Index Creation & Maintenance API
At a bare minimum, users can utilize the indexing infrastructure (available as a service or a library) to create and maintain indexes (or derived datasets) on their data through the index creation and maintenance API. For instance, users can create a non-clustered columnar covering index, specifying which columns to create an index on and which columns to include as data columns.
In Hyperspace, note that there is no separate “indexing service” required as a pre-requisite, since the indexing infrastructure, in principle, can leverage any available query engine (e.g., Spark) for index construction. And since indexes and their metadata are stored on the data lake, users can parallelize index scans to the extent that their query engine scales and their environment/business allows.
Index metadata management is another important part of the indexing infrastructure. Internally, index metadata maintenance is managed by an index manager. The index manager takes charge of index metadata creation, update, and deletion when corresponding modification happens to the index data, and thus governs consistency between index data and index metadata. The index manager also provides utility functions to read the index metadata from its serialized format. For example, the query optimizer can read all index metadata and then find the best index for given queries.
For developers and contributors of Hyperspace, the library also offers access to the underlying primitive components. Of particular interest are the following:
- Log Management API: A critical design decision we took in order to support multi-engine interoperability was to store all the indexes and their metadata on the lake. To track the lineage of the operations that take place over an index, Hyperspace records user operations in an operation log.
- Index Specs: To support the extensibility goals, Hyperspace requires certain properties from the underlying indexes (or derived datasets). These are exposed via the lifecycle management API and anyone wanting to add an additional auxiliary data structure must implement support for these APIs.

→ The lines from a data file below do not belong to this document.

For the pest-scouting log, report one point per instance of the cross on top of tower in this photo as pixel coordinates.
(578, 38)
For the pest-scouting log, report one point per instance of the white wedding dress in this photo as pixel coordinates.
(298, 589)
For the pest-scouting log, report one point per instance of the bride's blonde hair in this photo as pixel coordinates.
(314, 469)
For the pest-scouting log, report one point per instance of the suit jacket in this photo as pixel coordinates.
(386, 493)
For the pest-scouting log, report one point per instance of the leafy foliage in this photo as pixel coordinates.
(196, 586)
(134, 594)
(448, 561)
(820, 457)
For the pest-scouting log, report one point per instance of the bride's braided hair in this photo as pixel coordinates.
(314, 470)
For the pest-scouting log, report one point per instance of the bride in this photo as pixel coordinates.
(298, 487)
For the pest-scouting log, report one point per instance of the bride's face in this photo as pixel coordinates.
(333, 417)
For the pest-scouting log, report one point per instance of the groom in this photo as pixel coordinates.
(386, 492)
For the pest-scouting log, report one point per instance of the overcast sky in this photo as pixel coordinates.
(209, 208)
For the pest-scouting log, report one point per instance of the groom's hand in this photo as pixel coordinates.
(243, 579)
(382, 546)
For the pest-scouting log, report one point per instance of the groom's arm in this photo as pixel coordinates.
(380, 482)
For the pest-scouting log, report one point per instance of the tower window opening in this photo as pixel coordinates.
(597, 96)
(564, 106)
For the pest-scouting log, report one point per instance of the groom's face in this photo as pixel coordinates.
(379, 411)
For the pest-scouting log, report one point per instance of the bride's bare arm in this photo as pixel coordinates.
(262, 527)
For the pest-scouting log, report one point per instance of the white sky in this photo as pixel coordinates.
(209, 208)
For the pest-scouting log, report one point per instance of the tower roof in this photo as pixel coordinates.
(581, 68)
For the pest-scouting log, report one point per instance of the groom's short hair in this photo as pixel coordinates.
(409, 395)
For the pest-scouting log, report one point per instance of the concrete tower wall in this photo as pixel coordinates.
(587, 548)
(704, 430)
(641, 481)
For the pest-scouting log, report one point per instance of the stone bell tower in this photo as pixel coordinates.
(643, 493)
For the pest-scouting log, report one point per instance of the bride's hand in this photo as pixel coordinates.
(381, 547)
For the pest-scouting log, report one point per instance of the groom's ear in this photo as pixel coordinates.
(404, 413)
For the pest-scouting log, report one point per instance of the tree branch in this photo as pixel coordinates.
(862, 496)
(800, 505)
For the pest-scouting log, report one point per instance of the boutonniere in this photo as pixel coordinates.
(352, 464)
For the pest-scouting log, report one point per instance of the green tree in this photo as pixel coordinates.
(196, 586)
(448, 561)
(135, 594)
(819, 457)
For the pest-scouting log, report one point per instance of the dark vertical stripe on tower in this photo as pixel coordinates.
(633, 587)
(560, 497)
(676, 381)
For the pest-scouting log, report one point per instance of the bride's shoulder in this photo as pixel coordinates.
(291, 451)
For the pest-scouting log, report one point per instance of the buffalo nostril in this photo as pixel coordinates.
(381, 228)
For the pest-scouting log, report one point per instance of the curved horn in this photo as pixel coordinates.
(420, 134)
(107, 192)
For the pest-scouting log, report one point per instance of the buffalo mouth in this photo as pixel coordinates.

- Concurrency Model: To support multi-user and incremental maintenance scenarios, we use optimistic concurrency control.
Without loss of generality, we discuss the components of the query infrastructure
implemented in the the current version of Hyperspace. The library is written as
an extension of the Spark optimizer (a.k.a, Catalyst) to make it index-aware,
i.e., given a query along with an existing index, Hyperspace-enabled Spark can
perform transparent query rewriting to utilize the existing index. The only
step required on the user’s side to enable Hyperspace’s optimizer extensions is
sparkSession.enableHyperspace() after creating the Spark session.
Since we treat an index as another dataset on the lake,
users can exploit Spark’s distributed nature to automatically scale index scans.
While Hyperspace introduces the notion of indexing, an important aspect of big data administration that critically influences performance is the ability to select indexes to build for a given query or a workload. To decide the right indexes for a workload, it is crucial for users to be able to perform a cost-benefit analysis of the existing indexes and any hypothetical indexes they have in mind. While Hyperspace currently does not have this functionality, we are actively working on contributing these in the upcoming months.